= Operation Hornbill (World War II) =

Operation Hornbill was a proposed commando operation by Australian forces during World War II. The operation was proposed by Ivan Lyon following the success of Operation Jaywick.

A precursor to Operation Rimau, it was an ambitious plan by Ivan Lyon to sabotage Japanese military operations in the Pacific by using so called Snake Boats; a craft made to look like an Asian junk, which were to be built in Melbourne, Australia. A number of folboats and fifteen one-man submersible canoes, called 'Sleeping Beauties' (SBs) were to be deployed from the junks. The operation was to be formed and launched from the Allies’ strategic area of the Nautilus islands.

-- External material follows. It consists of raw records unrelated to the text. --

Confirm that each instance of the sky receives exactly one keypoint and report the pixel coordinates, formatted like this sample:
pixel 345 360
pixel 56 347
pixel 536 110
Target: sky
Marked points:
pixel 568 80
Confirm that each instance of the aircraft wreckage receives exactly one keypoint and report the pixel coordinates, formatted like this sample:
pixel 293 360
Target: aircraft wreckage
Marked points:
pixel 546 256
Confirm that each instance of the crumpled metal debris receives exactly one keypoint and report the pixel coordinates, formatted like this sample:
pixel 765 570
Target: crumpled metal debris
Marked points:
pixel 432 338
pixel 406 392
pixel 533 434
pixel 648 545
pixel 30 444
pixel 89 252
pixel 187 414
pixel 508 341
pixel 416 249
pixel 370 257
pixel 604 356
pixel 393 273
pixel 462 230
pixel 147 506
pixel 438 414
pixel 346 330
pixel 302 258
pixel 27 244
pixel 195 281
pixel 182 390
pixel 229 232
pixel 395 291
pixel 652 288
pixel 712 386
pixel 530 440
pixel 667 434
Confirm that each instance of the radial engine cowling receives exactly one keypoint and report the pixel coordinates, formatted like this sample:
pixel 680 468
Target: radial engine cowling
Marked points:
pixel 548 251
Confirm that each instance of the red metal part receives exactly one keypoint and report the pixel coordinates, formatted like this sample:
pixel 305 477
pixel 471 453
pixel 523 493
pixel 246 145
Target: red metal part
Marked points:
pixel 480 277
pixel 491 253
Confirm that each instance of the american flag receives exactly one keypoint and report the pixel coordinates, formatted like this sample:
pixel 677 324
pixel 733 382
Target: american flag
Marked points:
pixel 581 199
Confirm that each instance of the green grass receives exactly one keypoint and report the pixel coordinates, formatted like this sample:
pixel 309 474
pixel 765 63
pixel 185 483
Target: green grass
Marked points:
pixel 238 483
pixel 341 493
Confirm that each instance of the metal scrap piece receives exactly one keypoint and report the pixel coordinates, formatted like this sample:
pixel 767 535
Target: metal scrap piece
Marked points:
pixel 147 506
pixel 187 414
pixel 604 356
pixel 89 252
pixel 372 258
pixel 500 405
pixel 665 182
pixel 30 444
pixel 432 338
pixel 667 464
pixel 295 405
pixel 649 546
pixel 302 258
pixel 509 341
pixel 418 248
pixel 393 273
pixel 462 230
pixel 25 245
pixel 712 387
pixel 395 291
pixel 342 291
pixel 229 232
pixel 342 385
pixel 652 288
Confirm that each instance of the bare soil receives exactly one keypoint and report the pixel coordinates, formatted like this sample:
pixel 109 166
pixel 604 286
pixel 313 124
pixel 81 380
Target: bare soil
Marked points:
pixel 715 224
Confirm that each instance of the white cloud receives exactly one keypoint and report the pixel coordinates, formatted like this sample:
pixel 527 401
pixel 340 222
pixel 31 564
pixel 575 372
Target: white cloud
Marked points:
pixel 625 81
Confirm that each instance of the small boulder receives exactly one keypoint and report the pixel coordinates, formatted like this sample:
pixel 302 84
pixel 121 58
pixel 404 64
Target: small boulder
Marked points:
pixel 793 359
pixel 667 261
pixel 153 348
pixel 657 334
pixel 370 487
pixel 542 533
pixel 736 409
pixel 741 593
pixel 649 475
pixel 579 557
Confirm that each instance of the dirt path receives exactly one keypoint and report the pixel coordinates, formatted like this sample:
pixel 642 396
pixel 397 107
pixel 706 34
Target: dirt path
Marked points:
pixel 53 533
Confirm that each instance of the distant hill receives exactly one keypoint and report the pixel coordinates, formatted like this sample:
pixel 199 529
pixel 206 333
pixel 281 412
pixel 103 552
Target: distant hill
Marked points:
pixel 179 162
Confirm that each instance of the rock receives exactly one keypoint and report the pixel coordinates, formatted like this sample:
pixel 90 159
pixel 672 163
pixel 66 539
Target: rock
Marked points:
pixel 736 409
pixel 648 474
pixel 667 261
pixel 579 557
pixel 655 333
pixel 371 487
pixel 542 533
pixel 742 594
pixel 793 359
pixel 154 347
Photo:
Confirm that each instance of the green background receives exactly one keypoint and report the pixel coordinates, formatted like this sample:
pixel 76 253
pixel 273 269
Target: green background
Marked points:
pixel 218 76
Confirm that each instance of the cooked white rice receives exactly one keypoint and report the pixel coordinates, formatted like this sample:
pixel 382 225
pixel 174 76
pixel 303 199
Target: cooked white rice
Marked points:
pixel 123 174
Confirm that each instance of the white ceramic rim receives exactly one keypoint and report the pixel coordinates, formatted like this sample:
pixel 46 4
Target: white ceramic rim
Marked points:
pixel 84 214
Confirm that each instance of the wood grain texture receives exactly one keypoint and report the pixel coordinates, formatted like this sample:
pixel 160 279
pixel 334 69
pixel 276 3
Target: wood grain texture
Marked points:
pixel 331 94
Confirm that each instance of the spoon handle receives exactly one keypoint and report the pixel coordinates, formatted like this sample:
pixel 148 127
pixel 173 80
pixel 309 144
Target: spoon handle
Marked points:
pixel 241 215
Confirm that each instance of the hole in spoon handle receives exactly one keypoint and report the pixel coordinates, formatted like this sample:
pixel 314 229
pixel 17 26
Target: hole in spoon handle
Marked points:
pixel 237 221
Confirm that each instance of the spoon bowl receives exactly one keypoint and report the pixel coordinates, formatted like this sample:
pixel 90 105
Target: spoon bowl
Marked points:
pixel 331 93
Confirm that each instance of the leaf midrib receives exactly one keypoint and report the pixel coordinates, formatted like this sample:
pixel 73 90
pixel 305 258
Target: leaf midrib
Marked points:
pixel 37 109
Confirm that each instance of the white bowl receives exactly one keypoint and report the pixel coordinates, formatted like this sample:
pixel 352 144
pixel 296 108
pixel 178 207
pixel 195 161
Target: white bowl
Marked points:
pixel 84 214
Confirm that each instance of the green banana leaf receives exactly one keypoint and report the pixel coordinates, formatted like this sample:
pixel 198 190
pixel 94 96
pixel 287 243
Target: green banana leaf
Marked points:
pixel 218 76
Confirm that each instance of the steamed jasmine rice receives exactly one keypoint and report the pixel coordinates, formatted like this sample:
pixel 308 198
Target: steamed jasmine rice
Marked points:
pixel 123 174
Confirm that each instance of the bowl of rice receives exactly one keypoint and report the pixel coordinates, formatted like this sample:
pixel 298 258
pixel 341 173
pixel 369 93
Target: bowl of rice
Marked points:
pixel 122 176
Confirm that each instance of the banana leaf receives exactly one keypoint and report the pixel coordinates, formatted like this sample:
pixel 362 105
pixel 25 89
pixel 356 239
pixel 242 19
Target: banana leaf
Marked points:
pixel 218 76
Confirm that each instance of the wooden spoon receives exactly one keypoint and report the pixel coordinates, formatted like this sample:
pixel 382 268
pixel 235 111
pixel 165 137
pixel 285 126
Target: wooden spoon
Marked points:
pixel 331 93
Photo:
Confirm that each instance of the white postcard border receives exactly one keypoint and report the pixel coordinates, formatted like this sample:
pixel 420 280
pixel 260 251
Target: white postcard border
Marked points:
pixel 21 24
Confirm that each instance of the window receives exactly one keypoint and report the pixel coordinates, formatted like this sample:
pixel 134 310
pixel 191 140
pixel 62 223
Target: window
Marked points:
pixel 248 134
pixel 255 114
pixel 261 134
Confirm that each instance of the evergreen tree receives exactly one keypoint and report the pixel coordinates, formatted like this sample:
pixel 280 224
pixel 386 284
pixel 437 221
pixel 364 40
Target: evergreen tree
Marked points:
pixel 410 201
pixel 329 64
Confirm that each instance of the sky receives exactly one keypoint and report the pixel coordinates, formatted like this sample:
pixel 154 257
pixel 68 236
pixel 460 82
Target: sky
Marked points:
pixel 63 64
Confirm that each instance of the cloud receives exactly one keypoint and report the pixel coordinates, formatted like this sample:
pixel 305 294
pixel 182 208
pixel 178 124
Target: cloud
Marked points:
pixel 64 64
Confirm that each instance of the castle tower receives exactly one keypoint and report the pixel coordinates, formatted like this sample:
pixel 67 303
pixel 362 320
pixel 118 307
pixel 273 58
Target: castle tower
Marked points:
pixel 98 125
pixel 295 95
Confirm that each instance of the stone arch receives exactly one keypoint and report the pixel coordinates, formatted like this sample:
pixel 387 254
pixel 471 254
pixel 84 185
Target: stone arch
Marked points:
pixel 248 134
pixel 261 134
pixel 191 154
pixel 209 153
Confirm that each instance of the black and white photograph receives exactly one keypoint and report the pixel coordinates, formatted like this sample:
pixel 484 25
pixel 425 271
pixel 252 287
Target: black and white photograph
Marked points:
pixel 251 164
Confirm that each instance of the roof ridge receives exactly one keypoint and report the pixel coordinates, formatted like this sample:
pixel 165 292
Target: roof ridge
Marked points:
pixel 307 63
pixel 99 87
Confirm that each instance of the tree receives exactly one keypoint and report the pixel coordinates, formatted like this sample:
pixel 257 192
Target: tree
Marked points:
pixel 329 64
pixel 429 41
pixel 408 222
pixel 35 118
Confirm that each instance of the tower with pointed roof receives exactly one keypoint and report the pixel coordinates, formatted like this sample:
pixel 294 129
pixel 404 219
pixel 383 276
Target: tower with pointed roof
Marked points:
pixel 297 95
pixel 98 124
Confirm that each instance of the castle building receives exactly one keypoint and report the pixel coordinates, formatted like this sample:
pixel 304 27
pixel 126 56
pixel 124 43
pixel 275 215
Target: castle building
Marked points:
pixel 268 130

Addendum to the above. 'Sleeping Beauties' were the adopted codename, they were Motor Submersible Canoes (MSC's) electrically propelled but could be sailed or paddled.

Whilst the SBs were to be British, they planned to use folboats (folding kayaks) built in Melbourne, Australia, as Lyon's 2IC, Lieutenant Donald Davidson RNVR, RANVR, was not happy with the British folboats brought over and used for Operation Jaywick. They had a lot of trouble simply putting them together, then Lyon's was damaged beyond proper repair when he collided with Davidson's during a try-out. As the Melbourne Hoehn design MKIII folboat became very well regarded for performance by Australian Commandos and proved to be very reliable in various sea and river operations, they were chosen and used for Operation Rimau (Rimau was formerly known as 'The Second Singapore Raid' before official secrecy was lifted).

With the preparation for Hornbill and future Australian based raids, three other small portable craft designs were submitted to the army, namely by Slazengers, Webb and Barr, but all were rejected mainly for poor seaworthiness and lack of manoeuvrability. Serviceman Sapper Webb's 'collapsible canoe', of which 20 were built by Hedleys Folboat section for army testing, were found to be extremely unstable in any but flat water and also infringed Hoehn's patent.

'Special Operations Executive' (SOE), the British clandestine warfare agency, was behind Ivan Lyon's scheme, but because of the shortage of required submarines to help reconnoiter and deploy the small craft, and the growing complexity of the plan, the project was eventually shelved.